There was a group of people at the edge of the snack bar lawn, standing in her view of the screen. People her age. Half of them were laughing. The other half were shushing.

Someone dropped a drink and someone else squealed.

More laughing and shushing.

“Let it go, Wyatt.”

“Shhh!”

Giggles.

“I am letting it go. I’m—” That was Wyatt Hardy. Julia recognized his profile. She couldn’t hear what he was saying. He turned and started walking away from the group.

“Wyatt!” a girl called.

“Shhhh,” another girl shushed.

“Shut the hell up!” some guy yelled from a car.

Wyatt waved his arm at his friends, like he wanted to be left alone.

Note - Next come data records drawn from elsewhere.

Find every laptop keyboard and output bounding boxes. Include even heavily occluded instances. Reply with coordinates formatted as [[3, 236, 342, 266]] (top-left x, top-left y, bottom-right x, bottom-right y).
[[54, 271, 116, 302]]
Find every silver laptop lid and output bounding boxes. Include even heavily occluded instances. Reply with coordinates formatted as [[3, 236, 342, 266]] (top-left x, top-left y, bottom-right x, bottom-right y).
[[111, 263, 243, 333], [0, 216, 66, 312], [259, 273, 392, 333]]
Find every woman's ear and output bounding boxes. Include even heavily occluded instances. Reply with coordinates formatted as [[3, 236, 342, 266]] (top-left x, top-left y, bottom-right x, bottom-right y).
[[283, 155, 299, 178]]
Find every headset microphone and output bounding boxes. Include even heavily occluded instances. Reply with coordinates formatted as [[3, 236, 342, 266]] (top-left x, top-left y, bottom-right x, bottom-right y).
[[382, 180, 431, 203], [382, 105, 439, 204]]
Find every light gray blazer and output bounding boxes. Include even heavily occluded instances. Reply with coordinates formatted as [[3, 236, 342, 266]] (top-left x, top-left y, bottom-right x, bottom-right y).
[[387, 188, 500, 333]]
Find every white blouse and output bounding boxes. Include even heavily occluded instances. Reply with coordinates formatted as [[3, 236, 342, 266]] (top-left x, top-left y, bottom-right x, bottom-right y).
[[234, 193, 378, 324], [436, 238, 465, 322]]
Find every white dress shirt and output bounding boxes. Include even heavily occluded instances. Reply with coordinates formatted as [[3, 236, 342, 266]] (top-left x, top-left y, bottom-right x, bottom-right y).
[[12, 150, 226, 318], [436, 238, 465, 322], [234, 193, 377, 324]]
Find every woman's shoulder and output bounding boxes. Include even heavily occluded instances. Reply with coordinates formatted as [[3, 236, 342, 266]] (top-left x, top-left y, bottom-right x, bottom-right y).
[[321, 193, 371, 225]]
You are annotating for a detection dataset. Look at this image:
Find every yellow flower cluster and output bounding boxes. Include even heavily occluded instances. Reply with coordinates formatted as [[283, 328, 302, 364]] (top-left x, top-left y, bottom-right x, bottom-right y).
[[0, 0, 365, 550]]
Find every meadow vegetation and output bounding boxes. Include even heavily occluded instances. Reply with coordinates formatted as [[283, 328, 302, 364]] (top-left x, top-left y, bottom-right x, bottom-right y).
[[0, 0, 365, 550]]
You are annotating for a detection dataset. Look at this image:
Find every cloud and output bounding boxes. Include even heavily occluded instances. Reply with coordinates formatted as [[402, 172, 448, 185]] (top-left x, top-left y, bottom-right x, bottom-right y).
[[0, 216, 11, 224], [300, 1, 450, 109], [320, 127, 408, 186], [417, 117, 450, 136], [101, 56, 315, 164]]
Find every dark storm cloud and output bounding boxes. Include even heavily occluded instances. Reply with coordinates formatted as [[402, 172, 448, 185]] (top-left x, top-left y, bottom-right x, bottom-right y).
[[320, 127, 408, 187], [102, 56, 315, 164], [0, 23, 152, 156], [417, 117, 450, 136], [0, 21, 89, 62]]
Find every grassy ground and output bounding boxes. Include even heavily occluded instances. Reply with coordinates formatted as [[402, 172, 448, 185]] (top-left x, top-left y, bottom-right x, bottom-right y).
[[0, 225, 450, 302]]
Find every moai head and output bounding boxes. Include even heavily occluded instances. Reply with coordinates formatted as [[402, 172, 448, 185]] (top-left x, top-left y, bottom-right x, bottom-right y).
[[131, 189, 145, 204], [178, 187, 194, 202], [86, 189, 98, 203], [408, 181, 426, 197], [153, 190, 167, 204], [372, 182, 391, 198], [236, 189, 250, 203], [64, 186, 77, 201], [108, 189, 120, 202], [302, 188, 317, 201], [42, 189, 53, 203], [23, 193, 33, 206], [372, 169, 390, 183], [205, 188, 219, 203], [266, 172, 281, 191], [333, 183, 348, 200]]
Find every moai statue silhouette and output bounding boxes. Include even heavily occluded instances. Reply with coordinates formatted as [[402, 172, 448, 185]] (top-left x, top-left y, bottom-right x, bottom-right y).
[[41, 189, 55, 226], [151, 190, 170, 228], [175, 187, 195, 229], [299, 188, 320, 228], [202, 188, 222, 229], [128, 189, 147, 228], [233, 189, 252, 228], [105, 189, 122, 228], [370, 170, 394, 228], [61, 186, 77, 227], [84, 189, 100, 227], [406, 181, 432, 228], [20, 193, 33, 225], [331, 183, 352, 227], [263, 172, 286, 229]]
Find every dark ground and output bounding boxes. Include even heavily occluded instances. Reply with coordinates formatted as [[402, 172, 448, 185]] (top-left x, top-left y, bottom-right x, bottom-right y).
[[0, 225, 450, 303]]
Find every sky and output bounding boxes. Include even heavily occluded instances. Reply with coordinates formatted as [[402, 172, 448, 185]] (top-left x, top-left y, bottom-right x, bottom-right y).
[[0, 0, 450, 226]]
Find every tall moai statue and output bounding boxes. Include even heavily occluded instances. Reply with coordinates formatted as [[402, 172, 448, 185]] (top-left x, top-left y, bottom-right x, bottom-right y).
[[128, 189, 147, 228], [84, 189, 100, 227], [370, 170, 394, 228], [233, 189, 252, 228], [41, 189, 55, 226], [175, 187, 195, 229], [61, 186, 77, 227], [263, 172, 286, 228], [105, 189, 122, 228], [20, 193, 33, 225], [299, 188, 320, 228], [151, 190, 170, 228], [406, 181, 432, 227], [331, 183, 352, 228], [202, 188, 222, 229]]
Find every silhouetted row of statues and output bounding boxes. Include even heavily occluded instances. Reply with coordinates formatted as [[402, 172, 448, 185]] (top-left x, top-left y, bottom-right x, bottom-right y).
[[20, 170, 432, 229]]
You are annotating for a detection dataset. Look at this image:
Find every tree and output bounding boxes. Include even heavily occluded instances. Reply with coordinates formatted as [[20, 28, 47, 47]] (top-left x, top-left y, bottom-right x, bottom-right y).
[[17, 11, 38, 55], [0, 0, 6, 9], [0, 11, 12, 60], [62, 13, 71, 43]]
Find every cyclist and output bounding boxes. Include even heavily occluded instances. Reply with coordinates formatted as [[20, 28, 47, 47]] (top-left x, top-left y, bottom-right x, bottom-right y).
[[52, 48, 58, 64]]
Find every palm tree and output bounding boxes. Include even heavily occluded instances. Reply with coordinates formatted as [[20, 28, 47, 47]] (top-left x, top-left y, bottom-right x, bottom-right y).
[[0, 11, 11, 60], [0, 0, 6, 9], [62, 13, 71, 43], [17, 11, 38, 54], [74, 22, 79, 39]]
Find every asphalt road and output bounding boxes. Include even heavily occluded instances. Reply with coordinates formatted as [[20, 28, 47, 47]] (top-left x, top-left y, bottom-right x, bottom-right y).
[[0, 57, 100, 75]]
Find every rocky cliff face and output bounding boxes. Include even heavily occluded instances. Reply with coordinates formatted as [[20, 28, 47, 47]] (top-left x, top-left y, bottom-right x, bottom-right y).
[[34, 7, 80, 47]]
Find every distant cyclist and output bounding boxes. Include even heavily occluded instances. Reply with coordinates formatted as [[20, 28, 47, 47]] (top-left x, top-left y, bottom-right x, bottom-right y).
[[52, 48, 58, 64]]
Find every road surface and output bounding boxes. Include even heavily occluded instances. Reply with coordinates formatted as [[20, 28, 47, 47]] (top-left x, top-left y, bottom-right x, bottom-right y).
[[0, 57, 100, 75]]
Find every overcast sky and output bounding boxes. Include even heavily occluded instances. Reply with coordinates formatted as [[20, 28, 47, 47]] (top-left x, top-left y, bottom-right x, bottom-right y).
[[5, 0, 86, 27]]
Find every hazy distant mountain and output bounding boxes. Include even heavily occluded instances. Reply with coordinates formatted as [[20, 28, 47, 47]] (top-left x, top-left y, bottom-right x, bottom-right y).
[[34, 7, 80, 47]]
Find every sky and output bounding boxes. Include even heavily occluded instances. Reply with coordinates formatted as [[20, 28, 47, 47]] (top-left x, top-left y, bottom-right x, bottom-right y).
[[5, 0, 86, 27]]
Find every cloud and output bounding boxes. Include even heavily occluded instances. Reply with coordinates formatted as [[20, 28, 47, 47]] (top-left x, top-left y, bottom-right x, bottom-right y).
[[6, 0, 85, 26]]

The rest of them started walking toward the cars. One of the girls hung back, but then someone else pulled her along.

Wyatt kept walking. A little too fast. Toward the snack bar. He was rubbing the back of his neck. Julia watched. He was wearing jeans and a button-down shirt over a T-shirt with their school mascot on it. A thunderbird.

He got to the snack bar area and stopped just a few feet away from her, like he didn’t know where he should go next.

He just stood there for a minute—fuming, it looked like.

She’d never seen him angry before. Or upset.

Or even at a loss. Wyatt Hardy always seemed like he knew exactly where he was in the world.

He was the sort of person who never flinched when a teacher called on him, even when he didn’t have the answer.

He rubbed the back of his neck again and looked around. He looked at Julia.

Then his face changed. He looked a little surprised. Like something nice had just happened.

He smiled at her. Then raised his hand to wave.

Julia sat up taller in the swing. Feeling caught out. She waved back.

Wyatt kept smiling. He had the biggest smile. He took a few steps toward her. “Hi,” he said.

“Hi,” Julia managed.

“It’s you again,” he said.

She swallowed. “I guess so.”

He motioned at the empty spot next to her. “Is this swing taken?”

Julia stared at him for a second, then blinked and shook her head. She felt the curls bounce against her cheeks.

Then Wyatt Hardy came and sat next to Julia. Intentionally. The swing set creaked under his weight.

“Wow,” he said. “I can see why you’re sitting back here. This is a great view.”

“And close to the amenities,” she said. (Somehow her brain was still working.)

Wyatt smiled. “How are the neighborhood schools?”